Mathematicians Solve Problem Solved Long Ago By Tradesman
Our eggheads isn't as smart as they thinks.
Our eggheads isn’t as smart as they thinks.
Scientific American highlights a new discovery: “Mathematicians Solve Problem of Folding a Pop-up Tent.”
Camping enthusiasts and aspiring modern sculptors take heed: researchers have achieved a breakthrough in understanding and controlling overcurvature, which is found in such disparate settings as pop-up tents, DNA plasmids and curved origami. Overcurvature occurs when a ring is too curved to lie flat in a plane the way a normal circle does. For example, if you detached a segment of a Slinky and connected its ends to make a closed loop, you would have a hard time getting the whole thing to lie flat on the floor. The intrinsic curvature of the Slinky would cause the ring to buckle and assume a three-dimensional saddle shape.
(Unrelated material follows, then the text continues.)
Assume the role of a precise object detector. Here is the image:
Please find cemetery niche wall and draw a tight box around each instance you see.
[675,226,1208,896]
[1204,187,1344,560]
In fact, the Slinky played a major role in this research project, the results of which were published in the journal Nature Communications last December. (Scientific American is part of Nature Publishing Group.) After observing overcurved rings of various sizes and materials, the researchers found a family of curves with fairly simple mathematical descriptions that they believed would model the shapes these overcurved rings take in space. They used loops made from portions of plastic Slinkys as the setting for precise measurements and found that their predicted curves were indeed what they observed in the Slinkys. “It was really surprising to us,” says Alain Jonas, a materials scientist at the Catholic University of Leuven in Belgium, who led the research. “It was this experience where you find something and it actually fits!”
The paper includes an efficient pathway for folding pop-up tents and other overcurved rings, as shown in the illustration above. To fold a ring into three loops, place your hands on opposite sides of the ring. As you lift up, bring your hands together and grab the opposite sides in one hand. Use your free hand to coax the two opposite sides down and toward each other to form a saddle shape. At both the top and the bottom, push one side over the other and collapse the loops together.
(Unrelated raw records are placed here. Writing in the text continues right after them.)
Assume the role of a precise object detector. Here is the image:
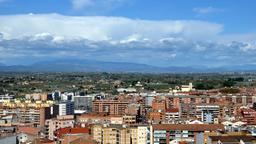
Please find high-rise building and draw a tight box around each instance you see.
[92,100,129,115]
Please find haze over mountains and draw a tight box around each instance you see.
[0,60,256,73]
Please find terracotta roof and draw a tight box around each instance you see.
[153,124,224,131]
[55,128,89,138]
[18,127,40,135]
[210,136,256,143]
[166,108,179,113]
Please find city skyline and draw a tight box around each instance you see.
[0,0,256,67]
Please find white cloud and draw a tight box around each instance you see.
[70,0,128,11]
[0,14,222,41]
[193,7,224,15]
[71,0,93,10]
[0,14,256,66]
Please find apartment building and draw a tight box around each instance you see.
[196,105,220,123]
[165,108,180,123]
[150,124,224,144]
[93,100,129,115]
[74,95,95,113]
[92,125,150,144]
[45,115,75,140]
[0,100,53,127]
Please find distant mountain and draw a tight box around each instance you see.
[0,60,256,73]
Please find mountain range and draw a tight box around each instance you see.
[0,60,256,73]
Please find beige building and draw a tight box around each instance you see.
[0,100,53,128]
[45,115,75,140]
[92,125,148,144]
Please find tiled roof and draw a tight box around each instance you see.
[210,136,256,143]
[18,127,40,135]
[55,128,89,138]
[166,108,179,113]
[153,124,224,131]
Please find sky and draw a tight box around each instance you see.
[0,0,256,67]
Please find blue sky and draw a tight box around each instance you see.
[0,0,256,67]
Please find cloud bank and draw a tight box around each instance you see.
[0,14,256,67]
The referenced “illustration above” does not appear in the online version of the article, alas. But what prompted my posting wasn’t the article itself—advanced metrics show very little interest in camping tips among readers of political blogs—but the comment section.
A scrodz starts the conversation: “Congratulations. You’ve found a way to do what butchers and carpenters have been doing since the invention of the band saw.”
DaveAlsop chimes in, “Just like the butchers, the entomologists have known about this folding trick for many years. A firm named BioQuip (in California) has for many years sold a product called a Snap Net that can be folded (as shown) and placed in a back pocket.”
Mr. rkglover observes, “About 60 years ago a wood working craftsman taught me how to coil a bandsaw blade. I’m sure he wasn’t aware that the technique had not been discovered.”
Similarly, kbbpll exclaims, “I’ve been folding beaded clincher bicycle tires using the method the article describes, for over thirty years. I had no idea that it was a scientific breakthrough.”
UncaDonald418 counters, “To be fair, a math whiz would have never taken a high school shop class where that skill was taught!”